Summary: We were the first to propose using $N$-evaluation to enhance evaluation accuracy and improve attack effectiveness and efficiency. In terms of evaluation, we demonstrate that 1-evaluation underestimates resubmission risk. An appropriate $N$ (e.g., 10) is acceptable to attackers, making the risk realistically alarming. We'll include a discussion of this section in the paper.

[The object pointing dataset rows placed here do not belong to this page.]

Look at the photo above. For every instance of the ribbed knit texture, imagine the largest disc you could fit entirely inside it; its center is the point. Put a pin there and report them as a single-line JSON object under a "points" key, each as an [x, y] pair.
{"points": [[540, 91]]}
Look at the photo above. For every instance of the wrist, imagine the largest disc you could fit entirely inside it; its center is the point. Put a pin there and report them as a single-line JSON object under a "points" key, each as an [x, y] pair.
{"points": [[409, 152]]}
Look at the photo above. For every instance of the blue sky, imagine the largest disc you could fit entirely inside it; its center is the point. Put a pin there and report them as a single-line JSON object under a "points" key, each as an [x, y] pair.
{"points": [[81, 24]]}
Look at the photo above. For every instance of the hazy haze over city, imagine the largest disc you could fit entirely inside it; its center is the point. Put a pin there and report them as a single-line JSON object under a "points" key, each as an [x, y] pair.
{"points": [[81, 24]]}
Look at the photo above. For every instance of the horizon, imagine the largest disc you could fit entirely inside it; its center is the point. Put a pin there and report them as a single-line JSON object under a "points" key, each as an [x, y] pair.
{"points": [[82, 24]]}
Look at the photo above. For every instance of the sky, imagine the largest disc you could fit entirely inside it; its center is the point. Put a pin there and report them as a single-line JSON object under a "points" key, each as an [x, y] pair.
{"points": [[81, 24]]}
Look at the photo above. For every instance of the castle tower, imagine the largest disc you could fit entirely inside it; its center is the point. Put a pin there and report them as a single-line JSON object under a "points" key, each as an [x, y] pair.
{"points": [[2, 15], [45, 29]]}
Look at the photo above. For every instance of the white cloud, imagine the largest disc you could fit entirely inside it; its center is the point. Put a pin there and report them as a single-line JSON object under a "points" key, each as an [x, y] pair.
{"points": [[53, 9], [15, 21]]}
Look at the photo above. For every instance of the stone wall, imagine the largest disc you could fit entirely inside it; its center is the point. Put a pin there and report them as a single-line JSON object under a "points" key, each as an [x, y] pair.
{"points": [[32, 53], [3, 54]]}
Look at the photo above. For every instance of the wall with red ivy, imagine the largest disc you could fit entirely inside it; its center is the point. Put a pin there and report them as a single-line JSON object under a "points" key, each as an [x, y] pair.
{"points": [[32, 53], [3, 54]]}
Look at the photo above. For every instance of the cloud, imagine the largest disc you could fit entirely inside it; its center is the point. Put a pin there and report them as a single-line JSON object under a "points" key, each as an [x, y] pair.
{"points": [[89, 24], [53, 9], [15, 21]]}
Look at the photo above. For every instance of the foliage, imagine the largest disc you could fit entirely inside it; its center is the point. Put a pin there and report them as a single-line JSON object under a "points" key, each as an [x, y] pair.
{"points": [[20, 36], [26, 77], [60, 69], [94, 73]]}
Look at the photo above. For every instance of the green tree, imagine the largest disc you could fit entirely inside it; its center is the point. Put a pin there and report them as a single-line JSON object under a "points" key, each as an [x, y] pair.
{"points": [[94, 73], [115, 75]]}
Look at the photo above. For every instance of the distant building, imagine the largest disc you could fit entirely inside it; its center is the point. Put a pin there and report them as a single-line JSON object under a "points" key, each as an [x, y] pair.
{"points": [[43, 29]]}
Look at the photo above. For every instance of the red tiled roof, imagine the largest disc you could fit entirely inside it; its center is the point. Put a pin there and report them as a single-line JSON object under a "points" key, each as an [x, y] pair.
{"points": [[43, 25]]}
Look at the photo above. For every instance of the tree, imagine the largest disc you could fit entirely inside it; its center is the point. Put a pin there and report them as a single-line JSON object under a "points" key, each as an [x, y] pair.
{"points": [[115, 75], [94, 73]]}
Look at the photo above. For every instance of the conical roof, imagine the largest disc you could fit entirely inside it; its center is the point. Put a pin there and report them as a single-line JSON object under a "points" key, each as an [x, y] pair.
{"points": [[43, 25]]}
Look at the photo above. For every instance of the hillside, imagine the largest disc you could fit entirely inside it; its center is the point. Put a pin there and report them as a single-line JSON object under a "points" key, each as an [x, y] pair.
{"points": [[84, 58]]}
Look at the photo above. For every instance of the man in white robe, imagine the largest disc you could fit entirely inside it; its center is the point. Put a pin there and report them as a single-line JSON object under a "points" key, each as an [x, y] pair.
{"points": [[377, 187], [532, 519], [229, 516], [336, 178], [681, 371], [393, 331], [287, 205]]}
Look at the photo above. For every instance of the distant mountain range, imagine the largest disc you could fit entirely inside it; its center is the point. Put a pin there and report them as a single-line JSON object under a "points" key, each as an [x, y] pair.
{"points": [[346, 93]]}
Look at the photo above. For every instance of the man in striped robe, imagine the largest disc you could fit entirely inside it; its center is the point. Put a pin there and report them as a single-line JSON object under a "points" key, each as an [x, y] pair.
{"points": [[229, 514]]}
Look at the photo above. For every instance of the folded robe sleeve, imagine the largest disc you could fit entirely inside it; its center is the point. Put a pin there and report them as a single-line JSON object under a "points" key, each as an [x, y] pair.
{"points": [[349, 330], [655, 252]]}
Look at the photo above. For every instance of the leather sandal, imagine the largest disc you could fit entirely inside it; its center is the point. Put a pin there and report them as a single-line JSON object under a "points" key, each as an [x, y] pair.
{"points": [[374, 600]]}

In terms of attack, we leverage the byproduct of $N$-evaluation, which incurs minimal additional overhead compared to the $N$-EOT attack. Our algorithm only require a small $N$ to overcome the gradient dilemma for sufficient attacks.

Current robustness evaluations typically rely on 1-evaluation. However, in diffusion-based purification, the attack success rate for about 50% of samples ranges between 0 and 1, suggesting that attackers can undermine defenses by resubmitting. Evaluating resubmit attack risk depends on estimating attack probability, which 1-evaluation's non-zero-or-one result fails to provide. Even for samples with a 10-20% success rate (around 20% in our experiments), attackers can expect more than one successful attack out of 10 resubmissions with a feasible cost. Our analysis shows that 1-evaluation underestimate this risk statistically, as discussed in Section 3.1. Therefore, our proposed $N$-evaluation is practical amid the rise of diffusion-based defenses.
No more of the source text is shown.